$X\sim N(2,3^2)$
How do you find $b$ where $P(-b<X<b)=0.95$ other than trial and error? You can't directly transform to $z$ because if you find an appropriate $z$, transforming back will give you the difference between $b$ and $z$, not $\pm z$.
I know it's a simple question but I'm stuck in a rut.
I don't think there's a purely analytical way to do this, but perhaps I can offer something a little more systematic than guess and check:
Lets first consider the much simpler problem of a mean $0$ normal RV with variance $9$.

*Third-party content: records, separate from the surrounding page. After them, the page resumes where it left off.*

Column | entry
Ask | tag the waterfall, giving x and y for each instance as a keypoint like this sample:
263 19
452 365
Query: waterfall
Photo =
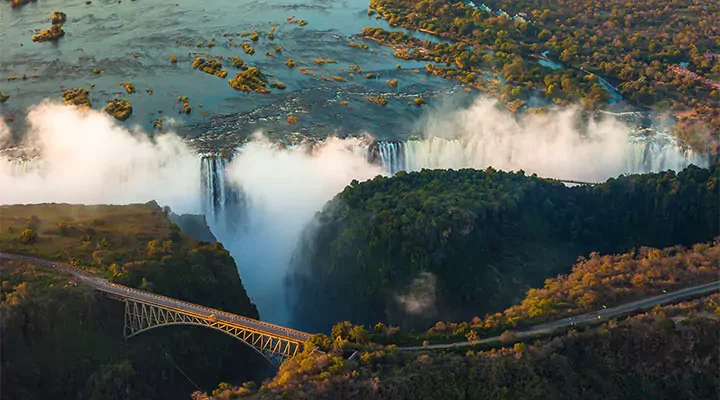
223 203
639 155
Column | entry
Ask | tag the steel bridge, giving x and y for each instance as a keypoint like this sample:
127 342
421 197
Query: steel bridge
145 311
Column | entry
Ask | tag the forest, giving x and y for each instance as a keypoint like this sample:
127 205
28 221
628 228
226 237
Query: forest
473 242
61 340
658 54
616 360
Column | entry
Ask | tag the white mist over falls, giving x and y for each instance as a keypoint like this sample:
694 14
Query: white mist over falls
259 200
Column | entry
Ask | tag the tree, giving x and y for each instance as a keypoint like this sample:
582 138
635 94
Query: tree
472 336
507 337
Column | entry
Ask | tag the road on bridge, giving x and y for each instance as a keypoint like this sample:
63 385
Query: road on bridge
594 316
291 334
103 285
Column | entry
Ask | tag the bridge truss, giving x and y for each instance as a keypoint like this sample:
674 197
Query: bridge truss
141 316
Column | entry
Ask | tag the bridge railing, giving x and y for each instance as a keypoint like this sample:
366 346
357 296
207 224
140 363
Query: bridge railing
229 317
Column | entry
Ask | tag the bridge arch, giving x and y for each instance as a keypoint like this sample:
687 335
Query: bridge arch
141 317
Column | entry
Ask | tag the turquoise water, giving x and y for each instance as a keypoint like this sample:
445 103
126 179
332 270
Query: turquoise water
105 34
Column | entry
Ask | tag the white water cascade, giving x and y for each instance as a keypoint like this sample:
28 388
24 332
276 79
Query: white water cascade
640 155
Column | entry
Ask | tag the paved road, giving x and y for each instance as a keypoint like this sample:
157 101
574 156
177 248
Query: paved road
291 334
190 308
594 316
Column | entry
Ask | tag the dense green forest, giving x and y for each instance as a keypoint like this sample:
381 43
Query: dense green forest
63 341
670 352
451 245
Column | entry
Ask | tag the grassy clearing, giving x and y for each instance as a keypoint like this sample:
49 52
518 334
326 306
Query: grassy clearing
81 234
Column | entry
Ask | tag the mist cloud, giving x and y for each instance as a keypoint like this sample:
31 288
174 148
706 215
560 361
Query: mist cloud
86 158
284 189
419 296
550 145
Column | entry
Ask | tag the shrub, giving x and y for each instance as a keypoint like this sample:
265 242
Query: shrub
28 236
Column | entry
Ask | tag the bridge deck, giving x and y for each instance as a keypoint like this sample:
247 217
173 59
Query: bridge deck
121 291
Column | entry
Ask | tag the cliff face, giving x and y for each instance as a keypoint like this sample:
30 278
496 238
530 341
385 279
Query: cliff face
62 341
482 237
193 225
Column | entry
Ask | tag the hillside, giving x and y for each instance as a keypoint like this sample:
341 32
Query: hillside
49 323
667 353
454 244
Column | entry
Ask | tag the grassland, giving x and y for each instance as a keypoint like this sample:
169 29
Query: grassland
78 234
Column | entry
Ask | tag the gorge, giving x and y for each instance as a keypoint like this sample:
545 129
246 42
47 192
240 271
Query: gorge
261 196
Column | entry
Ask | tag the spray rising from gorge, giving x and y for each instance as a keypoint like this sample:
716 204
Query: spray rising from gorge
259 199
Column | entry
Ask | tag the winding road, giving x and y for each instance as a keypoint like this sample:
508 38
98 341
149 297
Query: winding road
603 314
123 291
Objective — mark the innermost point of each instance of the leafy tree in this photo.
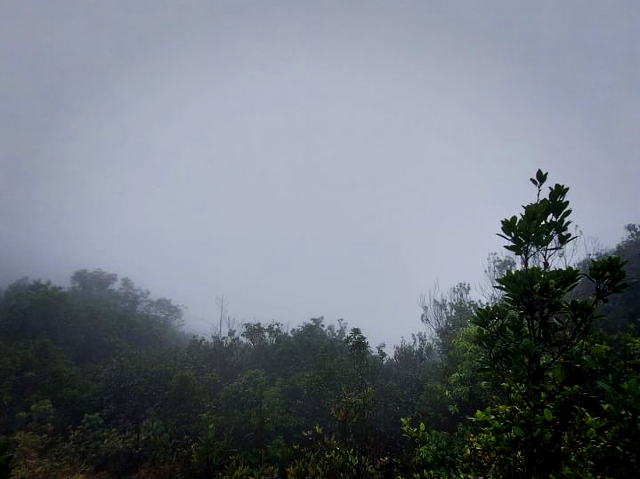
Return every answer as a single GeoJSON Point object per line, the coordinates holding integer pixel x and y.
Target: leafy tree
{"type": "Point", "coordinates": [531, 339]}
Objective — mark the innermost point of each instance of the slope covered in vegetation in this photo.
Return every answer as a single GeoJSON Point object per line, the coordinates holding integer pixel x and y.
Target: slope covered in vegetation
{"type": "Point", "coordinates": [540, 380]}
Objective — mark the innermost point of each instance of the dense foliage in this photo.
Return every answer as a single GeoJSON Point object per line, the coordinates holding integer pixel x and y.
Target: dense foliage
{"type": "Point", "coordinates": [540, 379]}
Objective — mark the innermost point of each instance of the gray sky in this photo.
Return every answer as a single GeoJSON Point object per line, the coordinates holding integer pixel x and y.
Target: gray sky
{"type": "Point", "coordinates": [306, 158]}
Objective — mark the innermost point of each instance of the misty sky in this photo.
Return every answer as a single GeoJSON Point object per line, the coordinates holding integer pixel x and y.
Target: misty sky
{"type": "Point", "coordinates": [306, 158]}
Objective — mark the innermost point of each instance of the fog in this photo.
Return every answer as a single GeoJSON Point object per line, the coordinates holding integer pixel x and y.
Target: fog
{"type": "Point", "coordinates": [306, 159]}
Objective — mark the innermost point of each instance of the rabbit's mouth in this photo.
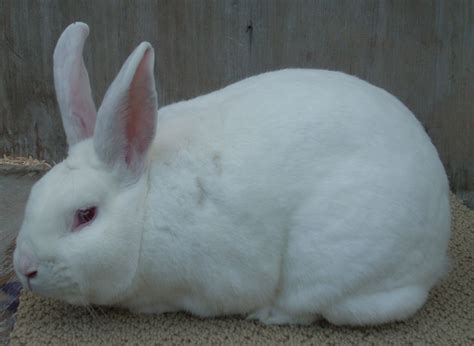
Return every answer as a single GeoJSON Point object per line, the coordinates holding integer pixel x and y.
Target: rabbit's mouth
{"type": "Point", "coordinates": [52, 281]}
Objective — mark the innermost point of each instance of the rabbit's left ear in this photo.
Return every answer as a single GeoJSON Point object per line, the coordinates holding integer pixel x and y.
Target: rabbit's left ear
{"type": "Point", "coordinates": [72, 84]}
{"type": "Point", "coordinates": [126, 119]}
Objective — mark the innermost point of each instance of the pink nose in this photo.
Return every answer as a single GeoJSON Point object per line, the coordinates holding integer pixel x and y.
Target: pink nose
{"type": "Point", "coordinates": [27, 264]}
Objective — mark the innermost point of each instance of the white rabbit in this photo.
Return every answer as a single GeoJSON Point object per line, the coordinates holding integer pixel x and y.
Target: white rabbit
{"type": "Point", "coordinates": [286, 197]}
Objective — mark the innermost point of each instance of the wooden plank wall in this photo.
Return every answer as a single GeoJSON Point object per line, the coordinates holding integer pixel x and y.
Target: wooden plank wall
{"type": "Point", "coordinates": [421, 51]}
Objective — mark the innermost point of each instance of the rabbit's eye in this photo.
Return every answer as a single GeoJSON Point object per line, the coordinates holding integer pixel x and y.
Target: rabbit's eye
{"type": "Point", "coordinates": [84, 217]}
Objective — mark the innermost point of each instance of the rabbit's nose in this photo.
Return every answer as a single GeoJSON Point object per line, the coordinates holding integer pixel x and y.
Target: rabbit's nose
{"type": "Point", "coordinates": [27, 263]}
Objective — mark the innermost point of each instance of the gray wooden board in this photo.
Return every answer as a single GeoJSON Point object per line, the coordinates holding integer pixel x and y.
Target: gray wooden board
{"type": "Point", "coordinates": [420, 51]}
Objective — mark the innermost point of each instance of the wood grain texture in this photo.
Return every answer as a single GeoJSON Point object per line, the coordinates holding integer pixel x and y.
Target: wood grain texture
{"type": "Point", "coordinates": [420, 51]}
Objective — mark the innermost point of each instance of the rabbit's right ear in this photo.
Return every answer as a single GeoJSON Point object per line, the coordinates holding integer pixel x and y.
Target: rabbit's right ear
{"type": "Point", "coordinates": [72, 84]}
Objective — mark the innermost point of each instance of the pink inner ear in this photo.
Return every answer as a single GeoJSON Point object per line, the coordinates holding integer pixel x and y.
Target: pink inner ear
{"type": "Point", "coordinates": [140, 127]}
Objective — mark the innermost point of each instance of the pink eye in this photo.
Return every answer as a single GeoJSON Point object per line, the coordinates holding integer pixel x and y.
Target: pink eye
{"type": "Point", "coordinates": [84, 217]}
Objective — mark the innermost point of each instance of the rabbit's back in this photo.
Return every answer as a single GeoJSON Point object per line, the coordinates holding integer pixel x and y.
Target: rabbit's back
{"type": "Point", "coordinates": [294, 179]}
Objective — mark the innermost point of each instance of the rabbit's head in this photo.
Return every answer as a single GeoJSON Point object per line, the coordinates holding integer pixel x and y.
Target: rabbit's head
{"type": "Point", "coordinates": [80, 238]}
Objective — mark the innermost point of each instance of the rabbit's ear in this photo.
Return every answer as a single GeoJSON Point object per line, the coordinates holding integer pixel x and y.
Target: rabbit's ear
{"type": "Point", "coordinates": [72, 84]}
{"type": "Point", "coordinates": [127, 117]}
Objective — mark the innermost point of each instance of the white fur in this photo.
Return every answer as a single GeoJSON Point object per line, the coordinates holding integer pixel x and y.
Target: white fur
{"type": "Point", "coordinates": [284, 197]}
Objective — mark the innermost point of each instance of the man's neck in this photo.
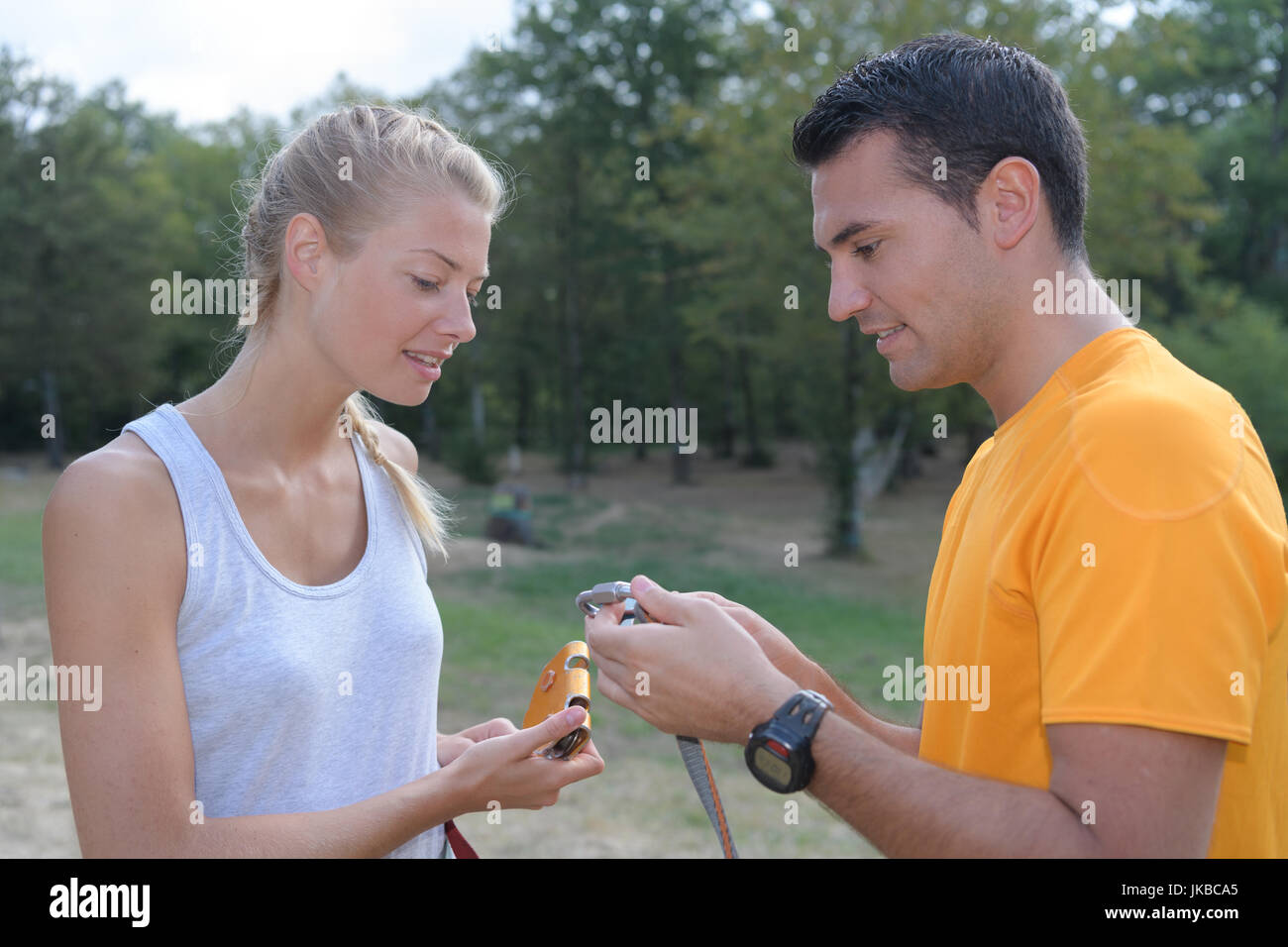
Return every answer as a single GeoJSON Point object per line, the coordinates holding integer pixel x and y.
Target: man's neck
{"type": "Point", "coordinates": [1039, 342]}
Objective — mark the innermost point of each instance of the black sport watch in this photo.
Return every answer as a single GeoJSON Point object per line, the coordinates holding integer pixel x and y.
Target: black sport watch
{"type": "Point", "coordinates": [778, 751]}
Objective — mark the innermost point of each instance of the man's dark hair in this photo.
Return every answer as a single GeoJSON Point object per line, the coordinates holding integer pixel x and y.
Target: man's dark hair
{"type": "Point", "coordinates": [971, 101]}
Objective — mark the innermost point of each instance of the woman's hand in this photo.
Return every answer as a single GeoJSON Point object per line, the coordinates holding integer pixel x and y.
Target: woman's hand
{"type": "Point", "coordinates": [451, 746]}
{"type": "Point", "coordinates": [503, 770]}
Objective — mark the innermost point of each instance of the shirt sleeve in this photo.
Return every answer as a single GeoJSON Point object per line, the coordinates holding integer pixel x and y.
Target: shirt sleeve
{"type": "Point", "coordinates": [1155, 579]}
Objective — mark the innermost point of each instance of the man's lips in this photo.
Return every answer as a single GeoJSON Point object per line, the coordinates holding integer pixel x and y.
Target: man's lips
{"type": "Point", "coordinates": [877, 330]}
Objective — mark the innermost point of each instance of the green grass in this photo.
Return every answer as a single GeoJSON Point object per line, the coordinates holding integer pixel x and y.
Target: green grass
{"type": "Point", "coordinates": [501, 625]}
{"type": "Point", "coordinates": [518, 617]}
{"type": "Point", "coordinates": [20, 548]}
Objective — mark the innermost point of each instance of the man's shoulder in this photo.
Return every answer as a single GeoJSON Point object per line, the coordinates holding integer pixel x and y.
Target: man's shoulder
{"type": "Point", "coordinates": [1157, 440]}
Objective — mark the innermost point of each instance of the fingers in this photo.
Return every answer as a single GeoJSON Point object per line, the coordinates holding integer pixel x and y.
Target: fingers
{"type": "Point", "coordinates": [712, 596]}
{"type": "Point", "coordinates": [669, 607]}
{"type": "Point", "coordinates": [527, 742]}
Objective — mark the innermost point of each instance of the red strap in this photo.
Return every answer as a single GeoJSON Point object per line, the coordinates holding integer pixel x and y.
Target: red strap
{"type": "Point", "coordinates": [460, 848]}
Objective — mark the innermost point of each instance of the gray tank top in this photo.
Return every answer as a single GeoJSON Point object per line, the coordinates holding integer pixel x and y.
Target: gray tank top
{"type": "Point", "coordinates": [301, 697]}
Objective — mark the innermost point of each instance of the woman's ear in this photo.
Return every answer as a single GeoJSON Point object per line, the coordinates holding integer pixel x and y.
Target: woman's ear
{"type": "Point", "coordinates": [305, 247]}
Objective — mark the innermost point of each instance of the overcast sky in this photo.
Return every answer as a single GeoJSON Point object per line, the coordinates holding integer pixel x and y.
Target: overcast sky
{"type": "Point", "coordinates": [202, 60]}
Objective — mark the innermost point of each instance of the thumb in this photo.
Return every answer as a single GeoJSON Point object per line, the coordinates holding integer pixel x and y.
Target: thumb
{"type": "Point", "coordinates": [662, 605]}
{"type": "Point", "coordinates": [549, 731]}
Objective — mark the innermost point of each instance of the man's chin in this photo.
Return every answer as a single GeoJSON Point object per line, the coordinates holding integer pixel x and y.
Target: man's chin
{"type": "Point", "coordinates": [909, 377]}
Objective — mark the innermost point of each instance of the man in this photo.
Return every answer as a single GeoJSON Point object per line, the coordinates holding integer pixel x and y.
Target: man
{"type": "Point", "coordinates": [1113, 561]}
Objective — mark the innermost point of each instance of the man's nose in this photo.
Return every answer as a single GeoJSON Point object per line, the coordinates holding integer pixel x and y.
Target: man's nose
{"type": "Point", "coordinates": [846, 298]}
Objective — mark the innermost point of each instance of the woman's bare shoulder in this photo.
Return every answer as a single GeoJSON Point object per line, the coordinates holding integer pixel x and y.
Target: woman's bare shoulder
{"type": "Point", "coordinates": [115, 509]}
{"type": "Point", "coordinates": [121, 476]}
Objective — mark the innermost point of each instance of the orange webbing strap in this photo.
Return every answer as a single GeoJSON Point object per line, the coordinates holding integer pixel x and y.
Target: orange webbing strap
{"type": "Point", "coordinates": [691, 749]}
{"type": "Point", "coordinates": [699, 772]}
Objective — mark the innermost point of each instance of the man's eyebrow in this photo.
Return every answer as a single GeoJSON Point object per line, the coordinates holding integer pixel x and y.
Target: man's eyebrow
{"type": "Point", "coordinates": [851, 231]}
{"type": "Point", "coordinates": [446, 260]}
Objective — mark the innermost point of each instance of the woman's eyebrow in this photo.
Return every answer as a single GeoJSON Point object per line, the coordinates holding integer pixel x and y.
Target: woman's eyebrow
{"type": "Point", "coordinates": [446, 260]}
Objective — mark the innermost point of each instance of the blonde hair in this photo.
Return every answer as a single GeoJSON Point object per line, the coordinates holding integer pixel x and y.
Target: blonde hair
{"type": "Point", "coordinates": [393, 153]}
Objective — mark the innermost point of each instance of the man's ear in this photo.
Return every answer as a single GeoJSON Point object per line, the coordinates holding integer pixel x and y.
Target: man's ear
{"type": "Point", "coordinates": [305, 245]}
{"type": "Point", "coordinates": [1009, 200]}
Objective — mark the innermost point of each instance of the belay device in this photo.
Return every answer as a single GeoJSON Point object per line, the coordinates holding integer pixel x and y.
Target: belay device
{"type": "Point", "coordinates": [691, 749]}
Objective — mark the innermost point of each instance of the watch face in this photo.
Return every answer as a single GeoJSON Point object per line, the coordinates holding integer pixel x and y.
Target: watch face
{"type": "Point", "coordinates": [772, 766]}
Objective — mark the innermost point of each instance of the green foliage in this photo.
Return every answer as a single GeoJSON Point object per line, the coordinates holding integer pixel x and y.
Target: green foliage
{"type": "Point", "coordinates": [697, 285]}
{"type": "Point", "coordinates": [1241, 346]}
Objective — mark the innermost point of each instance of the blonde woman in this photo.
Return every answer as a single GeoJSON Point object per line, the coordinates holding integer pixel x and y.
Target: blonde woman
{"type": "Point", "coordinates": [249, 567]}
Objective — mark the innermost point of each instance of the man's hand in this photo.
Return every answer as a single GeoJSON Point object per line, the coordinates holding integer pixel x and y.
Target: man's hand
{"type": "Point", "coordinates": [778, 647]}
{"type": "Point", "coordinates": [695, 672]}
{"type": "Point", "coordinates": [451, 746]}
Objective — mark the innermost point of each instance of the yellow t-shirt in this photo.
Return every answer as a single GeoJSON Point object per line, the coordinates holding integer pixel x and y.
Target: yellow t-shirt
{"type": "Point", "coordinates": [1117, 553]}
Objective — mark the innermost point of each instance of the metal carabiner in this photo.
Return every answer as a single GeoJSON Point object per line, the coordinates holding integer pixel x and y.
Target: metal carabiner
{"type": "Point", "coordinates": [605, 592]}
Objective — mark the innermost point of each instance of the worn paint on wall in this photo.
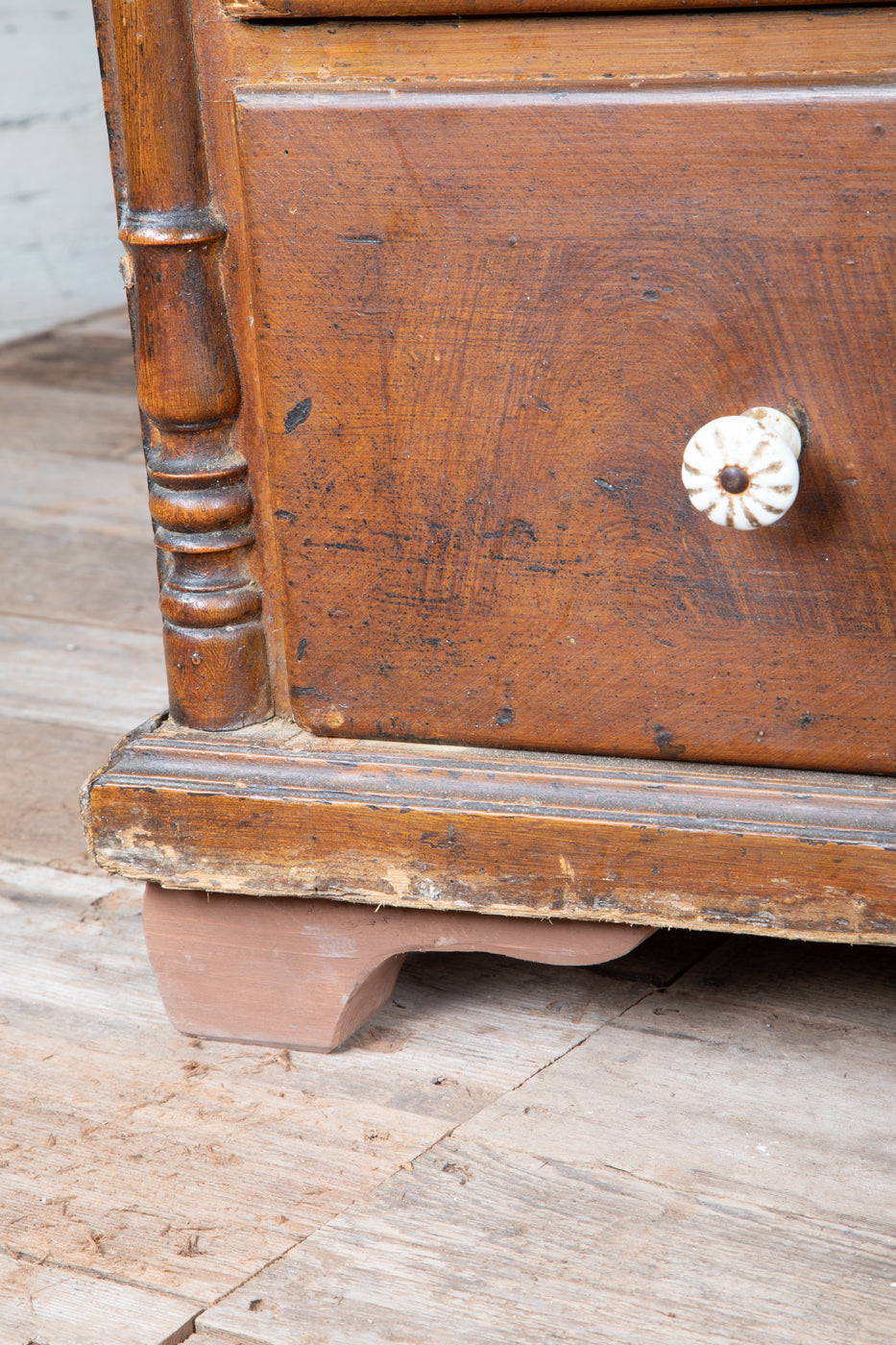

In that case, we know from lookup tables that $b\approx 1.96\times 3$ will solve our problem. However, the shift upwards by two reduces the probability to:
$$P(-b<X<b)=\Phi\left(\frac{b-2}{3}\right)- \Phi\left(\frac{-b-2}{3}\right)<0.95$$
Now, lets augment this $b$ by another value $\delta>0$ so that:
$$P(-b<X<b)=\Phi\left(\frac{b-2+\delta}{3}\right)- \Phi\left(\frac{-b-2-\delta}{3}\right)=0.95$$
Therefore, you can simply solve (numerically), the equation above (I did it using Excel's Goal Seek) as a function of $\delta$ to get 0.95. I got 6.967891559 from Excel, similar to you. Unfortunately, the Gaussian CDF is not an easy function to work with analytically.